Instead, of a sailor, Miyamoto opted for another blue-collar profession — a carpenter, and one who sported a mustache and Mario's trademark overalls and hat. The character was originally just called "Jumpman" since he had to leap over obstacles; then, the real star of the game was Donkey Kong.
When Nintendo released "Donkey Kong" in the United States, the company's American executives felt that Jumpman needed a better name. Workers at Nintendo's Washington warehouse had started calling the character "Mario" because he resembled the property's landlord, a man named Mario Segale, according to the book "Game Over, Press Start to Continue." Miyamoto heard about the nickname and liked it, so he stuck with it.

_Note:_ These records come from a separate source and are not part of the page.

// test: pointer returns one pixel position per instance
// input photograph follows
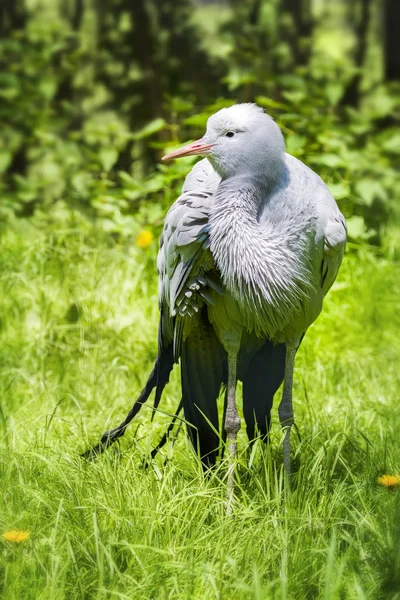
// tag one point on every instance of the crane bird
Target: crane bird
(247, 254)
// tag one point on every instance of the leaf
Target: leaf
(356, 228)
(294, 143)
(149, 129)
(369, 189)
(5, 160)
(328, 160)
(338, 190)
(392, 144)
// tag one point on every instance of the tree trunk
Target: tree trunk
(352, 92)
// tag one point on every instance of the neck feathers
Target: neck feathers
(263, 264)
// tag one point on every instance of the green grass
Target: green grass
(77, 340)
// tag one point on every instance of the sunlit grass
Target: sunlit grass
(78, 338)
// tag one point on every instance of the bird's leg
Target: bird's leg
(286, 406)
(232, 426)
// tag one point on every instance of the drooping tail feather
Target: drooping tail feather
(158, 379)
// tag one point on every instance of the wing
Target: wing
(334, 244)
(187, 275)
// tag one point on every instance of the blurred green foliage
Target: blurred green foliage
(92, 93)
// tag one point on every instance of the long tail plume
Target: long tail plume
(158, 379)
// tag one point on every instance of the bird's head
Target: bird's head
(241, 139)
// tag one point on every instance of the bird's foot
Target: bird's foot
(107, 439)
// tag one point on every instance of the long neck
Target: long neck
(262, 263)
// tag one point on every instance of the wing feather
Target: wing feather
(184, 259)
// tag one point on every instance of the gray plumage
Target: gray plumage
(247, 254)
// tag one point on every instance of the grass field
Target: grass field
(77, 340)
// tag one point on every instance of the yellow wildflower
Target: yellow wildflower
(389, 480)
(144, 238)
(14, 535)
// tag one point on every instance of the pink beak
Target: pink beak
(197, 147)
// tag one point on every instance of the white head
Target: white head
(240, 140)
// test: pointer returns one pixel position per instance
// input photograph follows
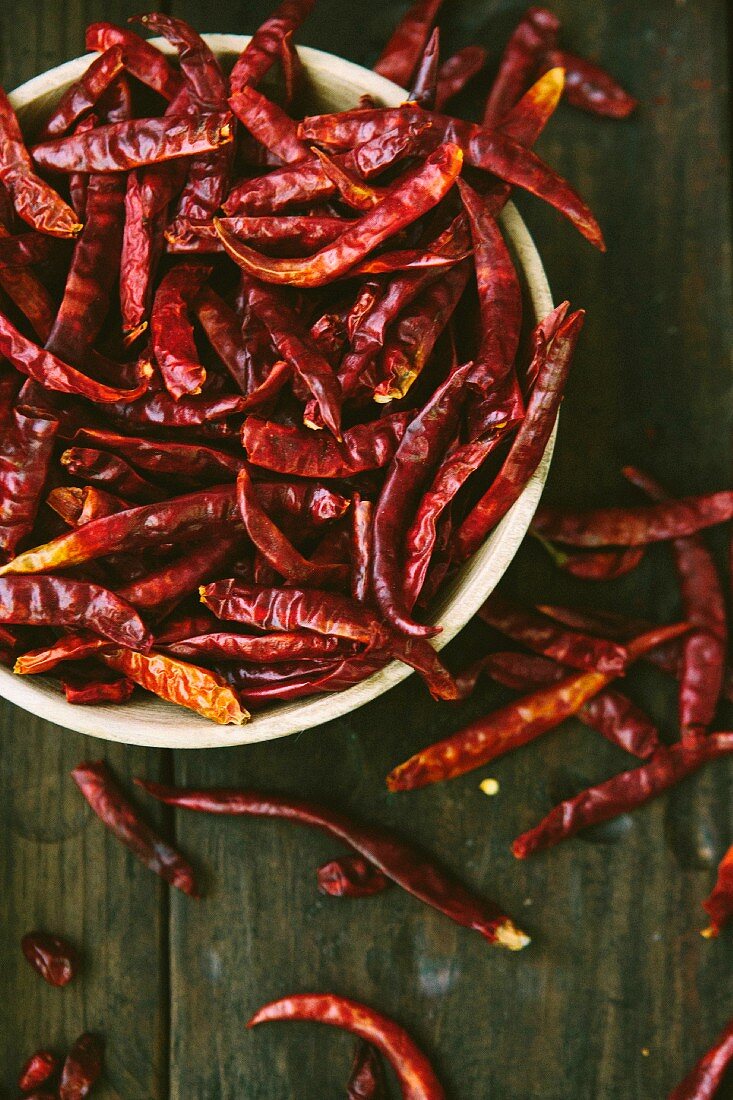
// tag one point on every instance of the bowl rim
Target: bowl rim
(154, 723)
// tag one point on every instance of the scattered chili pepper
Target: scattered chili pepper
(397, 860)
(623, 792)
(81, 1068)
(37, 1069)
(54, 958)
(515, 724)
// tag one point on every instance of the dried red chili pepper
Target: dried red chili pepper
(706, 1077)
(57, 601)
(528, 444)
(401, 55)
(106, 798)
(515, 724)
(623, 792)
(81, 1068)
(350, 877)
(34, 200)
(123, 145)
(543, 636)
(412, 465)
(265, 45)
(37, 1069)
(290, 450)
(81, 96)
(719, 904)
(418, 190)
(534, 35)
(54, 958)
(590, 87)
(456, 72)
(703, 606)
(367, 1079)
(397, 860)
(141, 59)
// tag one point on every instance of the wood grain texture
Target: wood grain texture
(616, 967)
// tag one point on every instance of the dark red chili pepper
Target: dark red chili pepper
(401, 55)
(590, 87)
(351, 877)
(412, 465)
(123, 145)
(703, 606)
(534, 35)
(37, 1069)
(34, 200)
(515, 724)
(412, 1068)
(57, 601)
(528, 444)
(81, 96)
(142, 61)
(543, 636)
(623, 792)
(112, 807)
(397, 860)
(54, 958)
(81, 1068)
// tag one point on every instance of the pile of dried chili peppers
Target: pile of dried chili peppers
(265, 383)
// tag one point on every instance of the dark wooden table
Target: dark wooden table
(619, 993)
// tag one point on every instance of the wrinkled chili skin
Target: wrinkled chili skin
(397, 860)
(81, 1068)
(623, 792)
(98, 787)
(350, 877)
(54, 958)
(719, 904)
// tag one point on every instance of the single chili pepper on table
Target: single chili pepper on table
(515, 724)
(703, 606)
(36, 1069)
(54, 958)
(397, 860)
(623, 792)
(81, 1068)
(106, 798)
(719, 904)
(706, 1077)
(412, 1068)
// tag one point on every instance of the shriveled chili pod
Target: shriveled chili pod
(81, 1068)
(54, 958)
(350, 877)
(719, 904)
(397, 860)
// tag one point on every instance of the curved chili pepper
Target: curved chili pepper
(412, 465)
(36, 1069)
(123, 145)
(81, 96)
(34, 200)
(533, 36)
(528, 444)
(397, 860)
(623, 792)
(290, 450)
(54, 958)
(401, 55)
(351, 877)
(418, 191)
(515, 724)
(703, 606)
(173, 333)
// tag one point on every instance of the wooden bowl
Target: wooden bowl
(334, 84)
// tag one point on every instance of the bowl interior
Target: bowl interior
(332, 84)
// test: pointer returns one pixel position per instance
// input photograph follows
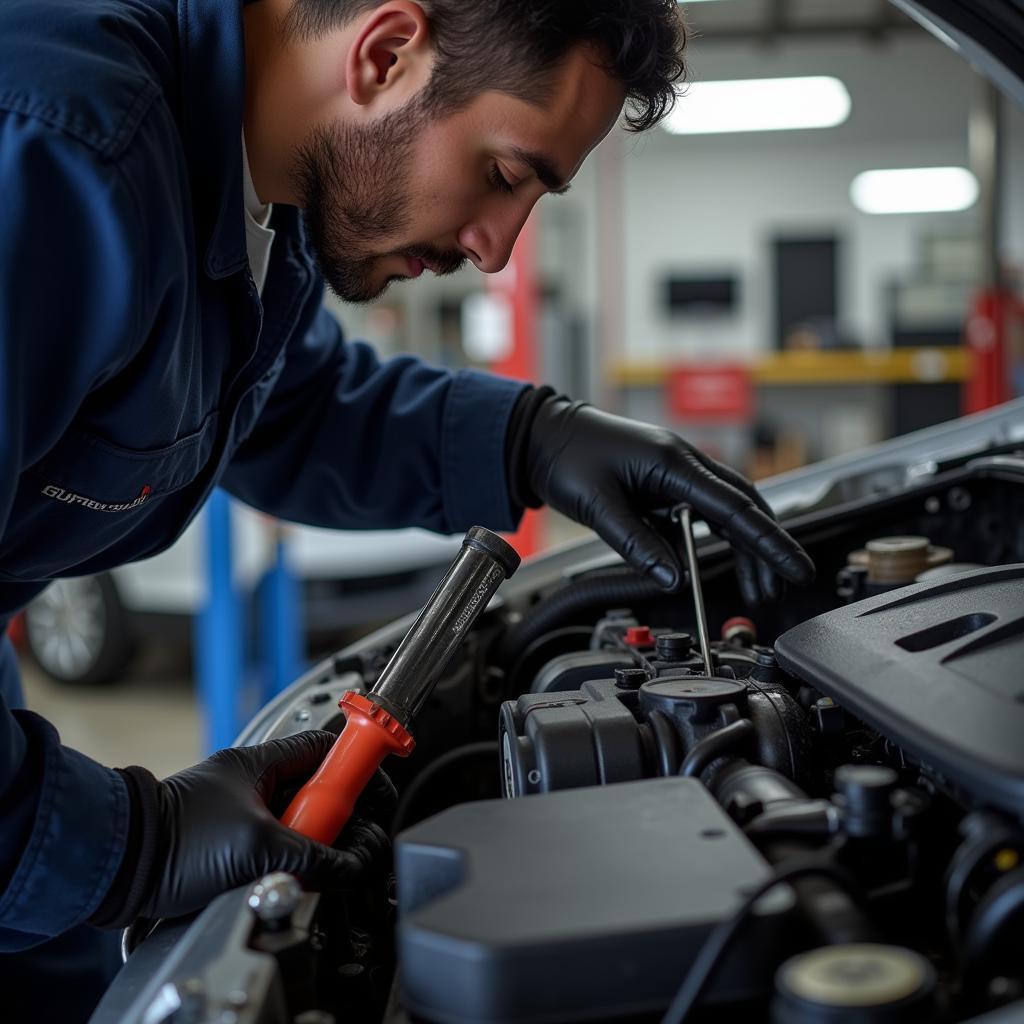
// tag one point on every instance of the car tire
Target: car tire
(77, 631)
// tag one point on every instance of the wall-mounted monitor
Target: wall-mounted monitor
(697, 296)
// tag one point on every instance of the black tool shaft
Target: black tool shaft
(481, 565)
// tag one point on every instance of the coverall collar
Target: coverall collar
(213, 76)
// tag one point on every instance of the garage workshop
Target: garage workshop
(511, 511)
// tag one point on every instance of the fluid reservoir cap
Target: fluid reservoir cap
(275, 897)
(639, 636)
(673, 646)
(693, 697)
(630, 679)
(859, 982)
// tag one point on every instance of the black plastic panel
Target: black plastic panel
(583, 904)
(938, 668)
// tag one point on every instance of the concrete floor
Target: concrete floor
(150, 718)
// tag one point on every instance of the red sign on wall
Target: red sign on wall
(720, 392)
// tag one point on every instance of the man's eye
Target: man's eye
(499, 180)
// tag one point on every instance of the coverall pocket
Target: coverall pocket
(89, 505)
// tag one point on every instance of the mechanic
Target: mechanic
(178, 180)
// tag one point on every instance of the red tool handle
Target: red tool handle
(322, 807)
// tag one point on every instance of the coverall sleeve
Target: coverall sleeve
(68, 308)
(349, 441)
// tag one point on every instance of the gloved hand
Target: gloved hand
(611, 474)
(209, 828)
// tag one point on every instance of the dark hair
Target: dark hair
(516, 46)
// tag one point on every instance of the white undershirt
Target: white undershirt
(259, 237)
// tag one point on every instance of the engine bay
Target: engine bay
(826, 825)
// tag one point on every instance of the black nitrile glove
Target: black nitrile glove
(613, 474)
(208, 828)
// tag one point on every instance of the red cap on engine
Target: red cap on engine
(738, 624)
(639, 636)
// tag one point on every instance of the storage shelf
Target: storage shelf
(894, 366)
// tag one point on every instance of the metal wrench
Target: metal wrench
(681, 513)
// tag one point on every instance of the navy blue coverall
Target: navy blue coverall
(139, 368)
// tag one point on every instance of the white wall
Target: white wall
(699, 204)
(693, 204)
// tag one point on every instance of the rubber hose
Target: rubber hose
(715, 745)
(609, 589)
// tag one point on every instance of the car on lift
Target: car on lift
(817, 817)
(85, 630)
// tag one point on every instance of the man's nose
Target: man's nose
(488, 240)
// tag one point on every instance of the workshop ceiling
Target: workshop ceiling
(770, 20)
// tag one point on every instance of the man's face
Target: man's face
(407, 193)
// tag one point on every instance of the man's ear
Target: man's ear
(391, 51)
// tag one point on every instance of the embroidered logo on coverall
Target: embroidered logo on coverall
(70, 498)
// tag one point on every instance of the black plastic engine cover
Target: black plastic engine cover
(938, 668)
(582, 904)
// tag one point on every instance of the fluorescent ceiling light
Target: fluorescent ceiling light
(760, 104)
(914, 189)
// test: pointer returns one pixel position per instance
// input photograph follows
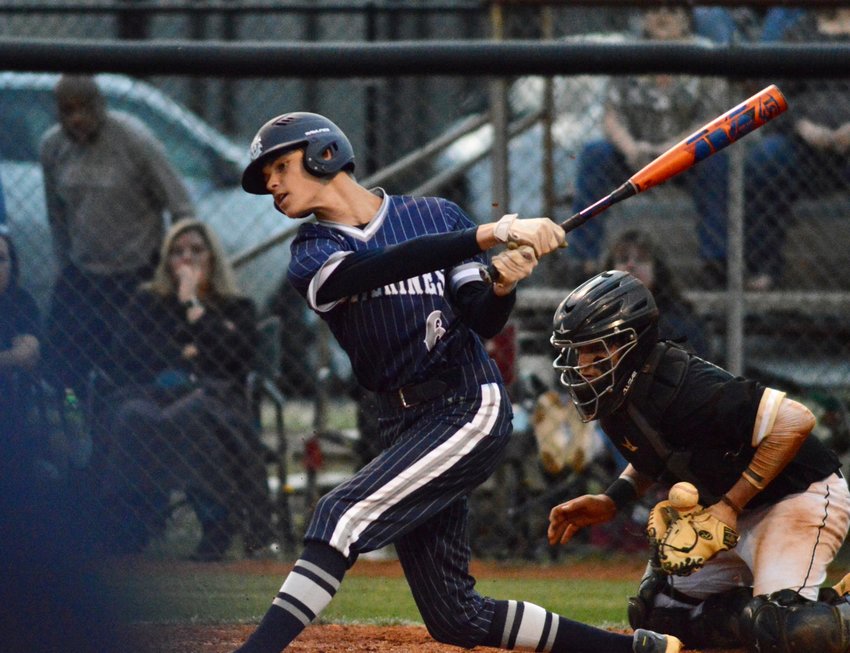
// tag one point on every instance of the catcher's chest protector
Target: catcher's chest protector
(633, 428)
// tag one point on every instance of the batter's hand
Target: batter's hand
(513, 266)
(567, 519)
(540, 233)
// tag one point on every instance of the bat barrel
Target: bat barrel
(626, 190)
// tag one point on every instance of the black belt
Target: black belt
(418, 393)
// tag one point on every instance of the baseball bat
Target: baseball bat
(712, 137)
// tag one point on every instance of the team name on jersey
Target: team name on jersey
(430, 283)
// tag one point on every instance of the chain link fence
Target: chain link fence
(754, 240)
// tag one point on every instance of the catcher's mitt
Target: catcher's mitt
(683, 542)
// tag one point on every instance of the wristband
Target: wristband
(735, 507)
(622, 492)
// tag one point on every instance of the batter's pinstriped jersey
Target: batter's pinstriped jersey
(405, 331)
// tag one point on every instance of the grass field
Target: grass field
(378, 594)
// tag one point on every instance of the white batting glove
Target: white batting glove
(513, 266)
(540, 233)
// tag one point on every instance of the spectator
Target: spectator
(2, 207)
(644, 116)
(634, 251)
(181, 419)
(108, 185)
(19, 356)
(805, 156)
(51, 600)
(744, 24)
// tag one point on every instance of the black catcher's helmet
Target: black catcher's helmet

"They started calling the character Mario, and when I heard that I said 'Oh, Mario's a great name — let's use that,'" Miyamoto told NPR in 2015.
"Donkey Kong" was extremely popular in arcades around the world, earning the game its own spot in the pantheon of classic video games. Nintendo went on develop several sequels to the original before tasking Miyamoto with breaking out the Mario character for his own game. Miyamoto created a brother for Mario (the green-clad Luigi) and the pair debuted in the 1983 arcade game "Mario Bros.," which was mainly only distributed in Japan.
Two years later, though, Mario's star exploded worldwide when Nintendo released "Super Mario Bros." as the centerpiece game for its NES home-gaming console. After its successful release, Nintendo started bundling "Super Mario Bros." with its consoles — so, if you bought the system, you got the game too — which helped further drive sales. The Nintendo NES went on to become the best-selling video game console of its generation, selling over 60 million units, according to the company.